In recent years, I developed new interests in the field of disability studies and animals studies and since October 2015 I have been principal investigator of the project Rethinking Disability: the Impact of the International Year of Disabled Persons (1981) in Global Perspective which is funded by an ERC Consolidator Grant and investigates the far-reaching and often unexpected political, societal and cultural implications of an event that has been entirely overlooked in mainstream history. It also seeks to add new dimensions to the history of the global Cold War.

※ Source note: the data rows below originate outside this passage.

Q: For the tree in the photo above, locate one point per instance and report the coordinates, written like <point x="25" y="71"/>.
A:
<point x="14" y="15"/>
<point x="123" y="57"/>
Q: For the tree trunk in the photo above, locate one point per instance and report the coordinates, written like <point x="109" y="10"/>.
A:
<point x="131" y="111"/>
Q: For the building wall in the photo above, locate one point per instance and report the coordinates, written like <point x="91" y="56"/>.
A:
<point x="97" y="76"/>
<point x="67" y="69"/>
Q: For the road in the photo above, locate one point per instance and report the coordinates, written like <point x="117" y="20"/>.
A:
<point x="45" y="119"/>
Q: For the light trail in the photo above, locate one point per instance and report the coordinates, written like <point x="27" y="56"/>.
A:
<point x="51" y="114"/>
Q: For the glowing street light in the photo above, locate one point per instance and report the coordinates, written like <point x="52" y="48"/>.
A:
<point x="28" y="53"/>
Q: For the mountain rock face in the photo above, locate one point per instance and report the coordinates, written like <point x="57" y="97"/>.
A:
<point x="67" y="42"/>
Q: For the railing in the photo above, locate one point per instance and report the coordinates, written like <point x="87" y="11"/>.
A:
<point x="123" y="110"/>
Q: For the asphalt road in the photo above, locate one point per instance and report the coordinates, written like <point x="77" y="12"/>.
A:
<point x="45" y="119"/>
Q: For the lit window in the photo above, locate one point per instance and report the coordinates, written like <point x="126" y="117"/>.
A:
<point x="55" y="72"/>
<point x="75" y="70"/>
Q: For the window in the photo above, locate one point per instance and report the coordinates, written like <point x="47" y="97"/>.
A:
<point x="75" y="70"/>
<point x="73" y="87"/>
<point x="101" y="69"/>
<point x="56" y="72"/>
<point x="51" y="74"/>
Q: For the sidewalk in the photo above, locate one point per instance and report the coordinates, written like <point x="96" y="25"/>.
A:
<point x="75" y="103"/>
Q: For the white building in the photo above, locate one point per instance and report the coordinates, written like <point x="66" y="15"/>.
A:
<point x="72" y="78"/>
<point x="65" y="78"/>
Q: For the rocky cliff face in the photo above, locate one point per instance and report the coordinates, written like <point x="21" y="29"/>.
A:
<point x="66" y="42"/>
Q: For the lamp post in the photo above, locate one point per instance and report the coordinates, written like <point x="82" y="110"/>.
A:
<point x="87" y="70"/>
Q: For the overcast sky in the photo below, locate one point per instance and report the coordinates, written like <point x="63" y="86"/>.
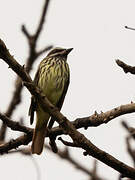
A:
<point x="95" y="29"/>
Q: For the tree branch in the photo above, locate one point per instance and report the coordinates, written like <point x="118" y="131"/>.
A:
<point x="126" y="68"/>
<point x="32" y="39"/>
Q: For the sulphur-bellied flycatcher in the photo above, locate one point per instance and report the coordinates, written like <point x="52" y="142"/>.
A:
<point x="52" y="78"/>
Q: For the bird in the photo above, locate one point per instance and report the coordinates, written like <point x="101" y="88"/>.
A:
<point x="52" y="78"/>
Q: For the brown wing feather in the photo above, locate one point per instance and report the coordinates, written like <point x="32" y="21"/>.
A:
<point x="32" y="108"/>
<point x="60" y="103"/>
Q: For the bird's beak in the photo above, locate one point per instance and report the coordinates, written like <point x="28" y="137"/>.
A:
<point x="68" y="50"/>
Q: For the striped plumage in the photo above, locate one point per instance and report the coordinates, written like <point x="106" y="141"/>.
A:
<point x="52" y="78"/>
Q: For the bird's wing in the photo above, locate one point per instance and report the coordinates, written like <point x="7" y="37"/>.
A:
<point x="61" y="100"/>
<point x="33" y="104"/>
<point x="60" y="103"/>
<point x="32" y="109"/>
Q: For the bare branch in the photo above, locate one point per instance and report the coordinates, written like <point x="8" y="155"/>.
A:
<point x="13" y="144"/>
<point x="130" y="28"/>
<point x="126" y="68"/>
<point x="65" y="154"/>
<point x="32" y="40"/>
<point x="42" y="19"/>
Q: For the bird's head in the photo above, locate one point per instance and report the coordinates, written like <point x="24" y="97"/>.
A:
<point x="59" y="52"/>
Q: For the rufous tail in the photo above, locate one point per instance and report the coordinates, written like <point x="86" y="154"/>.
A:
<point x="38" y="140"/>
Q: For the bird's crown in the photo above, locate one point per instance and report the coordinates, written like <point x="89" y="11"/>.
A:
<point x="59" y="51"/>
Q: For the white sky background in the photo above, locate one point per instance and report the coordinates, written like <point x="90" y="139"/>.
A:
<point x="95" y="29"/>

It is my honour to succeed Professor Nicolette Mout in this special chair and I  very much look forward to shaping the activities of the Leiden Foundation for Austrian Studies. In equal measure, I look forward to contributing to the events of the Central and East European Studies Center (CEES), which, in the mere two years of its existence, has shown promise for becoming a vibrant venue for interdisciplinary and inter-faculty collaboration. Central and East Europe is often thought to be ‘the sickheart of Europe’ and unfortunately,  in the light of recent political developments it is becoming rather difficult to contest such stereotypical labels. Under these circumstances it is worth reminding ourselves that there is a lot more to the history of this region than eternal troublemaking and that perceiving it as a self-contained universe may not be the most useful approach. A more fruitful way can be to engage with its history in a comparative manner and to cherish it unique intellectual and cultural heritage, be it the legacy of Sigmund Freud, Ludwig Wittgenstein, Franz Kafka, Béla Bartók or Václav Havel.  As I hope will be able to demonstrate through the courses and activities organized within the remit of this chair, that legacy continues to exercise a much more significant impact on us today than it would appear at first sight.